/THUTag

A Package of Keyphrase Extraction and Social Tag Suggestion

Primary LanguageJavaMIT LicenseMIT

THUTag: A Package of Kephrase Extraction and Social Tag Suggetion

==============

Table of Content

==============

Part I : THUTag Contents

Part II : How To Compile THUTag

Part III : How To Run Cross-validation of THUTag

Part IV : Input File Formats of Cross-validation

Part V : Output File Formats of Cross-validation

Part VI : How To Run UI && Testing a single passage of THUTag

Part VII : Input File Formats of UI && Testing a single passage

Part VIII: Output File Formats of UI && Testing a single passage

Part IX : Literature

Part X : License

Part XI : Authors

Part XII : Appendix

Part I: THUTag Contents

==============

The package contains mutiple algorithms for Keyphrase Extraction and Social Tag Suggestion including a Cross-Validation Evaluator.

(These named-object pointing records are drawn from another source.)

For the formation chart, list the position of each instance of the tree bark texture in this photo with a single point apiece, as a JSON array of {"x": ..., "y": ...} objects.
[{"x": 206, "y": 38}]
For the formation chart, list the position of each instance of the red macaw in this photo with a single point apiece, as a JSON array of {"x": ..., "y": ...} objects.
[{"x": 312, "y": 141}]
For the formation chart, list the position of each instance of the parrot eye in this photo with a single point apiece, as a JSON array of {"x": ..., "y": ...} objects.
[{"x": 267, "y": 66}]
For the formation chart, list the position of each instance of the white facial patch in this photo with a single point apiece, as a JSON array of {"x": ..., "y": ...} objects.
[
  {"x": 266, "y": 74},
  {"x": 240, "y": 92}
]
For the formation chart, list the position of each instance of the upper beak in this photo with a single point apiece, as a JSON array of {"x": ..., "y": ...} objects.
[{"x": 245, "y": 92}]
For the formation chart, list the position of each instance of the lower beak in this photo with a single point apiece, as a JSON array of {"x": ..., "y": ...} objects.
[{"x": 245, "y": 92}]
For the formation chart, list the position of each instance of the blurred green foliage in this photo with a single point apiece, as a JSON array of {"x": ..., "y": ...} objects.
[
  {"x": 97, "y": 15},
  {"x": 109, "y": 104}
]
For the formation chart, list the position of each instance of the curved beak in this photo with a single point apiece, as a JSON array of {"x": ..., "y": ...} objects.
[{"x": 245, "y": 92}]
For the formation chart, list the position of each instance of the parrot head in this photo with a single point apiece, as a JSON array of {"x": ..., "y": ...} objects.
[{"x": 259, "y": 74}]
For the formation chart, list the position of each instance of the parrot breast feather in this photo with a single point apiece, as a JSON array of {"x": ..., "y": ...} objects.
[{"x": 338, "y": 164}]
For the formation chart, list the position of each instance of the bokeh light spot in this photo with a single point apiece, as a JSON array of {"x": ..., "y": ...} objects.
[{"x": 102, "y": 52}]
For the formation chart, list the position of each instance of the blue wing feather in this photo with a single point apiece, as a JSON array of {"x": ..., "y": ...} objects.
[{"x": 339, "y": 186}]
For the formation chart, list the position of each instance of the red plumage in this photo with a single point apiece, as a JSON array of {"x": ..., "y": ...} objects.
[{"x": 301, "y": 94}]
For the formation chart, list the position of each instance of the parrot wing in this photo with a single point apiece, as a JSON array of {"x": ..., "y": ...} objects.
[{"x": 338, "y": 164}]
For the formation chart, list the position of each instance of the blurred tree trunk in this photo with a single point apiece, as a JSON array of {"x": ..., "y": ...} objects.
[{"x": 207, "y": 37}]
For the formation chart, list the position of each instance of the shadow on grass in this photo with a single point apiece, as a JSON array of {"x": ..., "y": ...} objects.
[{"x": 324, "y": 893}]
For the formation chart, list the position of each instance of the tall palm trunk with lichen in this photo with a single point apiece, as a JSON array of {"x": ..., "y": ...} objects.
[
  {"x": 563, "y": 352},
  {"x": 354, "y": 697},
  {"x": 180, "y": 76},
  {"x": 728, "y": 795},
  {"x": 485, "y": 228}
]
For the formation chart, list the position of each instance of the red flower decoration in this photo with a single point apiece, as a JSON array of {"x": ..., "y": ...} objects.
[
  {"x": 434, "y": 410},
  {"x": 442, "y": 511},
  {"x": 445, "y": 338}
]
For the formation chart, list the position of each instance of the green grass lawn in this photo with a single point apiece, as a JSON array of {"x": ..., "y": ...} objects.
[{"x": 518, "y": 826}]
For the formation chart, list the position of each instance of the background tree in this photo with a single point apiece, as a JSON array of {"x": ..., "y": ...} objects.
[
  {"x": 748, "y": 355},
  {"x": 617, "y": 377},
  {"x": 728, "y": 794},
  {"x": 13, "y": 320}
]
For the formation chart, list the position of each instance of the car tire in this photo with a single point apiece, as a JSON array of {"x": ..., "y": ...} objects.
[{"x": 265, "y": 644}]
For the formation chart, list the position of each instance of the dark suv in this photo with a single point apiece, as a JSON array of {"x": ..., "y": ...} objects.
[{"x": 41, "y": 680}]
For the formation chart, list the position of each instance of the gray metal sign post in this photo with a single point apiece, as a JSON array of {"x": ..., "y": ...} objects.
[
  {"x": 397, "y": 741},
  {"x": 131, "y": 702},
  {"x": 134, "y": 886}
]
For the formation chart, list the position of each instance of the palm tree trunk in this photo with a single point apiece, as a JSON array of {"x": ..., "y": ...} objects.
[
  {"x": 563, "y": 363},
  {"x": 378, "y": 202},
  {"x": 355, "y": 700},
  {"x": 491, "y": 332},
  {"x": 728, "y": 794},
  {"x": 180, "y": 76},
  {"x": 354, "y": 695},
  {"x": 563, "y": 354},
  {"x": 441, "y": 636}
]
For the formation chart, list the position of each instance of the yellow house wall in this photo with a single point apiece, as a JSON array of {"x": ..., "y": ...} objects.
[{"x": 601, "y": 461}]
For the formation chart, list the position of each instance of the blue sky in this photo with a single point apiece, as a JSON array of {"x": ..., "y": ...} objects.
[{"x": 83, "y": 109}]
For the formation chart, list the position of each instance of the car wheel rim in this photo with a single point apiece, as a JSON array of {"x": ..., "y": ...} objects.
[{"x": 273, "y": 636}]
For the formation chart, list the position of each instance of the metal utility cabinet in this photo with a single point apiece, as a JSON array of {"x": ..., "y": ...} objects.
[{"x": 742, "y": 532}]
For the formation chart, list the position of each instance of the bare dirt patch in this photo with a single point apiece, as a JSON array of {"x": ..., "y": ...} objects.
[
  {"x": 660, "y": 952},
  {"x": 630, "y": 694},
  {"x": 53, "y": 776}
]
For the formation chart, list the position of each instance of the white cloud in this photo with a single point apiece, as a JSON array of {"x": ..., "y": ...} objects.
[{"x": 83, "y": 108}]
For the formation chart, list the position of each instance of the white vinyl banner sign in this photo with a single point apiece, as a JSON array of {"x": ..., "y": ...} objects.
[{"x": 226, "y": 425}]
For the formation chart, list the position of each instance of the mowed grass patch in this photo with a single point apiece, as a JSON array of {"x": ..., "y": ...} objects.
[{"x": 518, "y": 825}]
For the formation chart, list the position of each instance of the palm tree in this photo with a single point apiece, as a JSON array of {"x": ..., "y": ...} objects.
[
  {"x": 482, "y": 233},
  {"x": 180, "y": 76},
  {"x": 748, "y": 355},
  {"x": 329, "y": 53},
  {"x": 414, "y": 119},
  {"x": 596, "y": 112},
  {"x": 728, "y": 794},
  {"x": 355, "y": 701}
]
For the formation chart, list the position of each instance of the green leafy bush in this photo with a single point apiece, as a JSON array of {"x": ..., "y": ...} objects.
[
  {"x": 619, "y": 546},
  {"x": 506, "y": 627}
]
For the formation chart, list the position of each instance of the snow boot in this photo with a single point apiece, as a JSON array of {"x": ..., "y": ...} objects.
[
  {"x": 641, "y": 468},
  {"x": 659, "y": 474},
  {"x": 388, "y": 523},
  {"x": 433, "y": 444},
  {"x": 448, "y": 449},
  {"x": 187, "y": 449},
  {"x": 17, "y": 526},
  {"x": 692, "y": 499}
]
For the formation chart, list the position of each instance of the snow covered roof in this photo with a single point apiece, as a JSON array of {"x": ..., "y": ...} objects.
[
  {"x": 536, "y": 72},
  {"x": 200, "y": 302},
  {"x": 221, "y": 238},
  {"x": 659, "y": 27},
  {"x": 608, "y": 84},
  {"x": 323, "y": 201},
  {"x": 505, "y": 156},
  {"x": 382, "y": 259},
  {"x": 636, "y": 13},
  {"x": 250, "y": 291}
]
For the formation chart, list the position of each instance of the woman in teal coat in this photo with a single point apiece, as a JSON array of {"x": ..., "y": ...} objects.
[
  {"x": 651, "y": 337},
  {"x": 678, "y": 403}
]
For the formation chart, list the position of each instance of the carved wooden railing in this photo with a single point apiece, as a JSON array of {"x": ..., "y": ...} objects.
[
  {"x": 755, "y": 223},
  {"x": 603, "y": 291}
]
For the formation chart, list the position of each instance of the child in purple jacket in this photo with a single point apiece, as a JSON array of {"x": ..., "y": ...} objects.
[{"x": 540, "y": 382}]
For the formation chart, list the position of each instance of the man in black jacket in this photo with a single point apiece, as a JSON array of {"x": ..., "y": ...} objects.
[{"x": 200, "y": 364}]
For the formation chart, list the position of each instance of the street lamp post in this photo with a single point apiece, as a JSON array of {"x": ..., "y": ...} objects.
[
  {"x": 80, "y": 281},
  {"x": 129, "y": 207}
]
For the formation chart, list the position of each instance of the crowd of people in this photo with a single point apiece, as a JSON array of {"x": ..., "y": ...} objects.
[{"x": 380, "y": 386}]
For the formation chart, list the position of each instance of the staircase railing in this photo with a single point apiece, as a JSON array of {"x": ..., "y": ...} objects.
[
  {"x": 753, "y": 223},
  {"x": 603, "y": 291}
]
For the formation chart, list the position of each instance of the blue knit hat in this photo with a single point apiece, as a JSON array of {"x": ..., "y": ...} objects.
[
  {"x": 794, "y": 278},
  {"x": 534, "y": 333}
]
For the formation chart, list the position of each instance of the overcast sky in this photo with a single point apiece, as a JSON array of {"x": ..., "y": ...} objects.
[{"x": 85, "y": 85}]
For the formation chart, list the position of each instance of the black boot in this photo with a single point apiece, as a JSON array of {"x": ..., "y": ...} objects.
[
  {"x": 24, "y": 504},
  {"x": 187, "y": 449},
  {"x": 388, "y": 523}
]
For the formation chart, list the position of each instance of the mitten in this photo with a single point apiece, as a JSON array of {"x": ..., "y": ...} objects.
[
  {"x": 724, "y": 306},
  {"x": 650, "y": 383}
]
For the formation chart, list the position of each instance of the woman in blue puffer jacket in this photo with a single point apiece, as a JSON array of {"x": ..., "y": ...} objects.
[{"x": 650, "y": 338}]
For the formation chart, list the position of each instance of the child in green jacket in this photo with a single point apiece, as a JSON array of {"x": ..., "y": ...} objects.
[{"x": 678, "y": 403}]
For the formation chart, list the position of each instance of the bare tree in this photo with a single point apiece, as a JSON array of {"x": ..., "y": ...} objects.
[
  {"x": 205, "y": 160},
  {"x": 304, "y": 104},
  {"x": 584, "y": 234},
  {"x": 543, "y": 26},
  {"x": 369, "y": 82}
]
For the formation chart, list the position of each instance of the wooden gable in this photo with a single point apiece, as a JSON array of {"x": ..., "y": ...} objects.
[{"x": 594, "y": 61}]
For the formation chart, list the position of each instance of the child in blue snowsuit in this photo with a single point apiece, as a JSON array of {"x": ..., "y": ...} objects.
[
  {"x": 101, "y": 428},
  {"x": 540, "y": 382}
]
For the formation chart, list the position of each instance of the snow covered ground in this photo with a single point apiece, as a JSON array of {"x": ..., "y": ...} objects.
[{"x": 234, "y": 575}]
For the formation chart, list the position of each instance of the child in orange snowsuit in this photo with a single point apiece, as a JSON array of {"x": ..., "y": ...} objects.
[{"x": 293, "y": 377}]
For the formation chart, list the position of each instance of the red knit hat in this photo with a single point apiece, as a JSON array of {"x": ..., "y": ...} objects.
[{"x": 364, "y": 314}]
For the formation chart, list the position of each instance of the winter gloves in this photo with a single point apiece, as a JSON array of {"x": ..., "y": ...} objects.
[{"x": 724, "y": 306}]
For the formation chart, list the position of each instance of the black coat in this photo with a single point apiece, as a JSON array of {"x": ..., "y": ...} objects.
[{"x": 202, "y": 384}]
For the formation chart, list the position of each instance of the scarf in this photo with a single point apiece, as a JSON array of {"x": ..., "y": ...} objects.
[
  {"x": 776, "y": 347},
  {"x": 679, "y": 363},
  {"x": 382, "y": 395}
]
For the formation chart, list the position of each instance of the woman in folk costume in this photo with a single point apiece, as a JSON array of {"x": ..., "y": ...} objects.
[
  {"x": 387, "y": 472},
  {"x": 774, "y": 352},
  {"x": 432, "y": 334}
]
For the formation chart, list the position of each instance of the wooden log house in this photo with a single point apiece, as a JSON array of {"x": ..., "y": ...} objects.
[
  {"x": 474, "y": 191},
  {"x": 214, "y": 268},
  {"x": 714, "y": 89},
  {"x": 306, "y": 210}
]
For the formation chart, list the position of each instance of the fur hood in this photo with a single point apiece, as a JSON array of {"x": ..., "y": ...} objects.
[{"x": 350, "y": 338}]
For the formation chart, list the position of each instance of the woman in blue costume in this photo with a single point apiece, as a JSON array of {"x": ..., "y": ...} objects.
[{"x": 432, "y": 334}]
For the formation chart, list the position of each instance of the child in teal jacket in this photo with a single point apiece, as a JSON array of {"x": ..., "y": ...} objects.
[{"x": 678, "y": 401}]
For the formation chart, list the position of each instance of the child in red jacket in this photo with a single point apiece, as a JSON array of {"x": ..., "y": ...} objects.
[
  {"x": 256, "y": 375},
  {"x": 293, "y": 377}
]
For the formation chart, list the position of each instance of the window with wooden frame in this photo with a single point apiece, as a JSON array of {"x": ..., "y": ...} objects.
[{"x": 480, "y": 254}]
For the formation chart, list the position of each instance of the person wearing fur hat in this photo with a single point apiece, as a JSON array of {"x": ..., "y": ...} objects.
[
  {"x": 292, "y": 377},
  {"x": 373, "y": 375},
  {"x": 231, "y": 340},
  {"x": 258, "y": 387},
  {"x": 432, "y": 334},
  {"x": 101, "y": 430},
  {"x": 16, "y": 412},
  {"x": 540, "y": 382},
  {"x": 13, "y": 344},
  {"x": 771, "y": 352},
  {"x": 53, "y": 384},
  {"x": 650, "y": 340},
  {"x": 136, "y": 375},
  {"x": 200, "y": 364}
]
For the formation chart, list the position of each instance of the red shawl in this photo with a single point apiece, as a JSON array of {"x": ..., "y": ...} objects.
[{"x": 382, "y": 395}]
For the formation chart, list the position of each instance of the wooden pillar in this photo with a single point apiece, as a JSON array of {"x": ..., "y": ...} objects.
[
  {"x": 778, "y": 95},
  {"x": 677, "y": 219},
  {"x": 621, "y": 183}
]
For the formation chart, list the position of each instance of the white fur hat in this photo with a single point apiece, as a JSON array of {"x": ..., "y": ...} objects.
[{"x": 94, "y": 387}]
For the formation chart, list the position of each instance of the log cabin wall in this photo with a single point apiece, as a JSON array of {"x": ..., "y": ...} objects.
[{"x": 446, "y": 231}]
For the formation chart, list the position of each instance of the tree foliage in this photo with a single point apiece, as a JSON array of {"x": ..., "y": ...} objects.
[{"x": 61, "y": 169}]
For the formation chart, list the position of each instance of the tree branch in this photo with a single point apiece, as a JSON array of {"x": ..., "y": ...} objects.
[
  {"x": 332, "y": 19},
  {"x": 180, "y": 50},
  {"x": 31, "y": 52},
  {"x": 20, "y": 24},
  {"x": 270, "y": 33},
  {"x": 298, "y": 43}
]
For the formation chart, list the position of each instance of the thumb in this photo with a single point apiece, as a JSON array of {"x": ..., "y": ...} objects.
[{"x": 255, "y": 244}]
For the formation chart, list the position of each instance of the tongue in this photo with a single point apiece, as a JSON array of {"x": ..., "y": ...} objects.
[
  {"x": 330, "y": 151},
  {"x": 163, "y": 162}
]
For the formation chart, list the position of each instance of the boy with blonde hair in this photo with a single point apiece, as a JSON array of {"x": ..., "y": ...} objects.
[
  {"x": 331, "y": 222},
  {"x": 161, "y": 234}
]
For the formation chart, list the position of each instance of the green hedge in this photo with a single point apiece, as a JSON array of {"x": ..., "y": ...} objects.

./build : Working directory

./demo/GIZA++ ./demo/mkcls ./demo/plain2snt.out : Essential to running WTM/WAM/WAM*

./basepackage/ : some codes achieve things such as word segmentation, pagerank and so on

Part II: How To Compile THUTag

==============

Environment : java (support java 1.8.0) , Linux

ant : Start a terminal in the directory ./THUTag/, input command ant and then THUTag will be compiled; or you can choose the build.xml for ant build in eclipse.

Part III: How To Run Cross-validation of THUTag

==============

There are a lot of examples in file ./Command_Example.And there is a demo in ./demo.You'd use commandline to run the algorithm beacuse it need to set the working RAM.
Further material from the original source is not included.